Finally, some recent studies have been conducted on the mental health impacts from the novel COVID-19, and lived experiences of people in affected countries (Sun, et al. 2020; Nicomedes, et al. 2020; Zhang, & Ma, 2020). However, those studies failed to consider multinational data from people who are directly or indirectly affected by the pandemic. Consequently, such studies cannot provide multinational information from a pilot study or a main study that is required to offer intervention and protection programmes for everyone affected by the novel COVID-19.
Above related studies suggests a strong agreement that the outbreaks of infectious disease in our environments triggers high rates of mental issues which often include depression, and anxiety; therefore the current study would focus on depression and anxiety as the predicted mental health impacts from the COVID-19 pandemic. This is likely a consensus with the behaviorist theory of mental illness, which postulates that mental health issues such as depression and anxiety is the outcome of people’s interaction with their environment (McLeod, 2015), for example people’s interaction with their environments during outbreaks of infectious diseases (Wu, et al. 2008; Sprang & Silman, 2013). Further, in related studies, peoples’ concern, knowledge, and experiences during outbreaks of infectious disease was also found to have effects on their mental health during such outbreaks (Lau et al. 2005; Lau et al. 2010; Almutairi et al, 2015), and this is a theoretical collaboration with cognitive theory of anxiety and depression (Beck, 1967), which shows that cognitive factors play key roles in predicting mental health.
Informed by the thorough literature review in this paper, there is currently no present multinational data from a pilot study nor a main study on the lived experiences and mental health impacts from the latest COVID-19 pandemic which is currently affecting 212 countries. Therefore, we presented the following research questions that were answered through a pilot study: (a). What is the feasibility of our research instrument by studying the levels of anxiety and depression in a multinational sample affected by the COVID-19 pandemic? (b). What is the feasibility of our research instrument by studying the lived experiences reported in a multinational sample affected by the COVID-19 pandemic?. Further, given the findings from Almutairi et al, (2015), and the fact that we are conducting a pilot study, we presented a third research question: (c). What is the feasibility of our research instrument by measuring the extent of knowledge of the COVID-19 pandemic in a multinational sample affected by the pandemic?. Pilot studies are often conducted to identify barriers to the recruitment of respondents in the main study (Fink, 2003). Therefore, it was asked that: (d). What barriers are likely to limit recruitment process in our main study?

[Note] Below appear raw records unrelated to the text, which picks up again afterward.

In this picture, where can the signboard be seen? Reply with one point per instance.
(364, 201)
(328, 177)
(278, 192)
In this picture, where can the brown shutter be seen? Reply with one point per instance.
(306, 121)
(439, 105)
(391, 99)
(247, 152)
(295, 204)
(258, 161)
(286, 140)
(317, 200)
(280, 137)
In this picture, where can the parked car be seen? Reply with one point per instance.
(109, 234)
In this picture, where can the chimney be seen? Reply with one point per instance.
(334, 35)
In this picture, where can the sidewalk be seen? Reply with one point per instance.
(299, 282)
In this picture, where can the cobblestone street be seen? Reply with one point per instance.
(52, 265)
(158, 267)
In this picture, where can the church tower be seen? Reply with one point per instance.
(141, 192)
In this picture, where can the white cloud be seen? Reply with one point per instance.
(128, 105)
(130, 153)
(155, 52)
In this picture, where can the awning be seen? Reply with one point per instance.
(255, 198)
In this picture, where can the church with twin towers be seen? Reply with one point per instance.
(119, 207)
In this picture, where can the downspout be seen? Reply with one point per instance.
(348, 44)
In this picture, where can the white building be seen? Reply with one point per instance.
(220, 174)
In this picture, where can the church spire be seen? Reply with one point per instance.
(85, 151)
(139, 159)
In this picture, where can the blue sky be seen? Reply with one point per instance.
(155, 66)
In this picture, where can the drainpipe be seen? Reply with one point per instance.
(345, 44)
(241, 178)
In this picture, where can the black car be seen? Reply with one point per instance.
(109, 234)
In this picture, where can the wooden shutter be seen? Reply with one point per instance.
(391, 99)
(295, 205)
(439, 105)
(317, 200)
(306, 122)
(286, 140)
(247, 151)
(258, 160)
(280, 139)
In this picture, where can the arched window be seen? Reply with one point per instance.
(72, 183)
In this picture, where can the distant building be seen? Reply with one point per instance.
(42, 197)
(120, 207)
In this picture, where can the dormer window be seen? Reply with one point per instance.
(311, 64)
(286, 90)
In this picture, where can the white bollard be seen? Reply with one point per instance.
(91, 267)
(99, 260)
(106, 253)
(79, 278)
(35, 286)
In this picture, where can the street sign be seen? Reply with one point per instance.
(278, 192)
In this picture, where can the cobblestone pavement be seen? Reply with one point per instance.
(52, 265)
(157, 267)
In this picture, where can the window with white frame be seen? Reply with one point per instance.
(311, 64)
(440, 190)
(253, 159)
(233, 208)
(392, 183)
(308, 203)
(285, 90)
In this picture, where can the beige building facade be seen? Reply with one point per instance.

This was a mixed methods study carried out to study part of a later study. The mixed method research design was adopted as it is the best design to answer our research questions that require quantitative and qualitative data (Wisdom & Creswell, 2013). Given our study focus, and as informed by literature on how to design a mixed methods design for our kind of pilot study (Creswell & Hirose, 2019), our study was designed to collect quantitative and qualitative data simultaneously. Therefore, our main study would be considered feasible with the mixed methods design if both the quantitative and qualitative data sources of this pilot study are able to supply sufficient information from respondents that simultaneously addresses our research questions. It would also be feasible if there is a consensus in the findings from our quantitative and qualitative studies (Wisdom & Creswell, 2013).

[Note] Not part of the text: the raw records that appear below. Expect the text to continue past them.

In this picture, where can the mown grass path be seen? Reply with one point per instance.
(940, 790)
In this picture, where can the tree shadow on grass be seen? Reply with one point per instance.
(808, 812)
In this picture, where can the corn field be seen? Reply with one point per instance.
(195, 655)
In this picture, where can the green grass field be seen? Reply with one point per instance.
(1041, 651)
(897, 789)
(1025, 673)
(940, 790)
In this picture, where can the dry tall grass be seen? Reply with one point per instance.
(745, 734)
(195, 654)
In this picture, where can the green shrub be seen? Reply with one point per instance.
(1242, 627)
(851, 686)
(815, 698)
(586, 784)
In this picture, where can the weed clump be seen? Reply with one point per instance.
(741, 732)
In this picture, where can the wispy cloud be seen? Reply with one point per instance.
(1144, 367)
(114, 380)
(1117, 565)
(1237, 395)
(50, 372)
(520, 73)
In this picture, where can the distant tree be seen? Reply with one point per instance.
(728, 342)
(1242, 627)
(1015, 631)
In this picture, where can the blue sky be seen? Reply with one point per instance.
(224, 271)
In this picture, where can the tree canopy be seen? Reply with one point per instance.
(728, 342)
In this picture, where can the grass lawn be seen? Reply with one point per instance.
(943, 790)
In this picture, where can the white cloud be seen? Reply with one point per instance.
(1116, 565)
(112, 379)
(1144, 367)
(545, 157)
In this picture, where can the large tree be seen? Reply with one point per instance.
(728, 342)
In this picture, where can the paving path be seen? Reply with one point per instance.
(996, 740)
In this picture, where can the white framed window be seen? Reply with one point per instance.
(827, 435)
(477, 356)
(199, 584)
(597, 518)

For this pilot study, every likely respondent had equal chances of being recruited and those who responded to our survey were encouraged to share the survey with other likely respondents. Thus, we deployed a random, and snowball technique for recruiting respondents via the social media platform (Linkedin) for a very short timeframe. Our later study would, therefore, be rated as feasible if these sampling techniques and electronic survey medium enable us to recruit respondents with diverse demographics who are directly or indirectly affected by the COVID-19 pandemic. For instance, successfully recruiting respondents from more than half the total number of countries that respondents were recruited from, whose total number is more than half of the total respondents from the country with the highest number of respondents, in the short timeframe that the recruitment strategy was deployed (Lin, Lin, Yen, & Wu, 2010).

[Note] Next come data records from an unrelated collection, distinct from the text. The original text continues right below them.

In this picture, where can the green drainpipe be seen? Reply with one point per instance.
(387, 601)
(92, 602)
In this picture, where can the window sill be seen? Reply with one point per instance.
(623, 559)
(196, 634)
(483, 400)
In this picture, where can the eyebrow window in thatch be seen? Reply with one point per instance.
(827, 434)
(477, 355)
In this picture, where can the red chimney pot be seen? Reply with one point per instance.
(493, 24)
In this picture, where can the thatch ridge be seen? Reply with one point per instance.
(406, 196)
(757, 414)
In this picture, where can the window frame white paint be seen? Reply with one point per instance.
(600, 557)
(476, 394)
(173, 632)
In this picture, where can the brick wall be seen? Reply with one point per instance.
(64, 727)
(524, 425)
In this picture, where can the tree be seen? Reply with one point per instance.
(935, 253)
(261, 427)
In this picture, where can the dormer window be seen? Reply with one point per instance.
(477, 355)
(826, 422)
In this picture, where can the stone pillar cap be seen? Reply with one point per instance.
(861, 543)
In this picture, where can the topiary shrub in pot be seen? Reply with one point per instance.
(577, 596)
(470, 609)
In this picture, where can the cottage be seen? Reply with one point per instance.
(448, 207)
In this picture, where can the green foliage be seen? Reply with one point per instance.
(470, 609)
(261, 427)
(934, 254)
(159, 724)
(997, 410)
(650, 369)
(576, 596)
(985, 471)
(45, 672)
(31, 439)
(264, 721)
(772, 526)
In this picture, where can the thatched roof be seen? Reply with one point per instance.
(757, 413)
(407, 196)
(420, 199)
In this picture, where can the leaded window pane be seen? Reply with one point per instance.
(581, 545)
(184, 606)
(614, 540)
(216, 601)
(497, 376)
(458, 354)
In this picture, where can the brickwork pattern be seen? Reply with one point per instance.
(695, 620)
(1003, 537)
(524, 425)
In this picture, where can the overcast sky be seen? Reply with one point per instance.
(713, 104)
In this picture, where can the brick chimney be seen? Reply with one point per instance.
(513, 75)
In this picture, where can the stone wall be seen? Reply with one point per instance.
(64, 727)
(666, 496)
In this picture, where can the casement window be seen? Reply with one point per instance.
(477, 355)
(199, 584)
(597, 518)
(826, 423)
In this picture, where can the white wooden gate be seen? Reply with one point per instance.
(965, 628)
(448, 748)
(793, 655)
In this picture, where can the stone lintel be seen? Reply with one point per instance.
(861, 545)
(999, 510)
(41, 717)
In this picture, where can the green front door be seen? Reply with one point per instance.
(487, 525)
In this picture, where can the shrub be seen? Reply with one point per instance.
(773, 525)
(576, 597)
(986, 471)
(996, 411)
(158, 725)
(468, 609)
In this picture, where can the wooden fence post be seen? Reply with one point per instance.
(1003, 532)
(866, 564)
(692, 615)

Our study required that willing respondents could communicate (written and spoken) using English language, were 18 years and above and were directly or indirectly affected by the COVID-19 pandemic. On the other hand, our study excluded likely respondents who were not willing, who could not communicate using English language, who were less than 18 years and who were not directly or indirectly affected by the pandemic. Although our study was designed as a pilot study of everyone directly or indirectly affected by the pandemic, we excluded likely respondents who could not communicate using English language and respondents below 18 years of age, and we have addressed this in the “Strengths and limitations of our pilot study” section of this paper.
We were restricted from accessing patients with COVID-19 because of the nature of the disease, and the treatment they were receiving which limited their access to being selected for our pilot study (Adhikari et al. 2020). Therefore, our respondents (for quantitative and qualitative studies) comprised 91 members of the general population who were directly or indirectly affected by the pandemic. Their mean age was 37 ± 9.61 (age range 18–58 years). Further, descriptive statistics showed that, our respondents were from 14 countries (See Table 1 for further details).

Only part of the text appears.